HPV is a common virus, almost everyone will have it at some point in their lives, but it can cause genital warts and cervical cancer. Cervical cancer kills about 4,000 women each year. The vaccine can prevent 70 percent of problems caused by the targeted HPV strains. Because of modern distrust of medicine among anti-vaccine groups, primarily in states like California, Oregon and Washington, there have been increased concerns about pharmaceuticals in general and so only 57 percent of females between the ages of 13 and 17 have received at least one dose, whereas only 38 percent received all three recommended doses, according to the study background. Though rare, cervical cancer is still more dangerous than measles, which is getting all of the attention because of outbreaks that have occurred during the modern anti-vaccine fad.
Anupam B. Jena, M.D., Ph.D., of Harvard Medical School, Boston, and coauthors used a large insurance database of females (ages 12 to 18) from 2005 through 2010 to examine STIs among girls who were vaccinated and those who were not.
The authors found use of the vaccination increased over time with 27.3 percent of females receiving the vaccination by the end of 2010 compared with just 2.5 percent of females at the end of 2006. The study included 21,610 females who were vaccinated against HPV and 186,501 matched females who were nonvaccinated.
The study found that females who were vaccinated were more likely to be sexually active in the year before vaccination compared with those who were nonvaccinated.

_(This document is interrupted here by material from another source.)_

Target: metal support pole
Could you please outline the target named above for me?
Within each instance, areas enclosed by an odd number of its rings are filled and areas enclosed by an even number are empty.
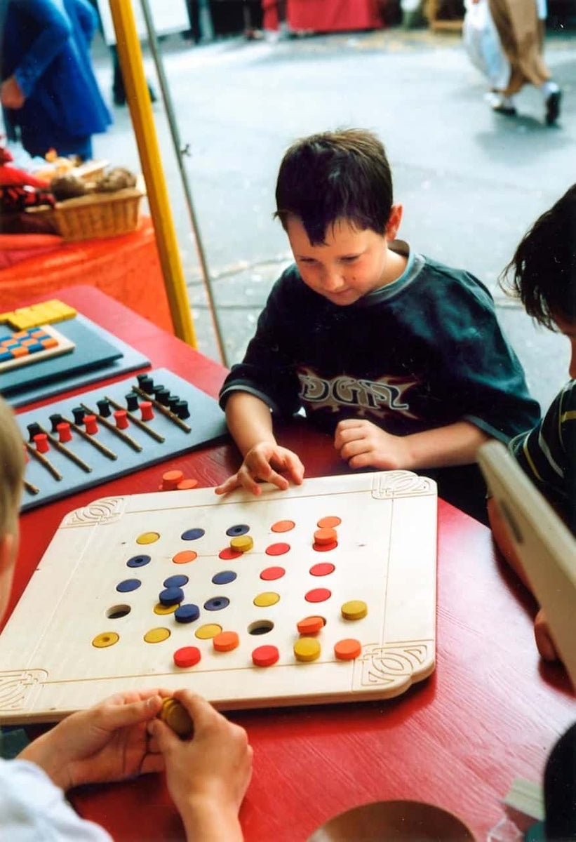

Study results also indicate that vaccinated females had higher rates of STIs before and after vaccination compared with those who were nonvaccinated. For example, the rates of STIs in the year before vaccination were higher among HPV-vaccinated females (94 of 21,610, 4.3 per 1,000) compared with nonvaccinated females (522 of 186,501, 2.8 per 1,000). The rates of STIs increased both for vaccinated (147 of 21,610, 6.8 per 1,000) and nonvaccinated (781 of 186,501, 4.2 per 1,000) girls in the year after vaccination. The difference in odds between the two groups implies that the HPV vaccination was not associated with an increase in STIs relative to the growth of STIs among nonvaccinated females.
"We found no evidence that HPV vaccination leads to higher rates of STIs. Given low rates of HPV vaccination among adolescent females in the United States, our findings should be reassuring to physicians, parents and policy makers that HPV vaccination is unlikely to promote unsafe sexual activity," the study concludes.
Citation: JAMA Intern Med. Published online February 9, 2015. doi:10.1001/jamainternmed.2014.7886.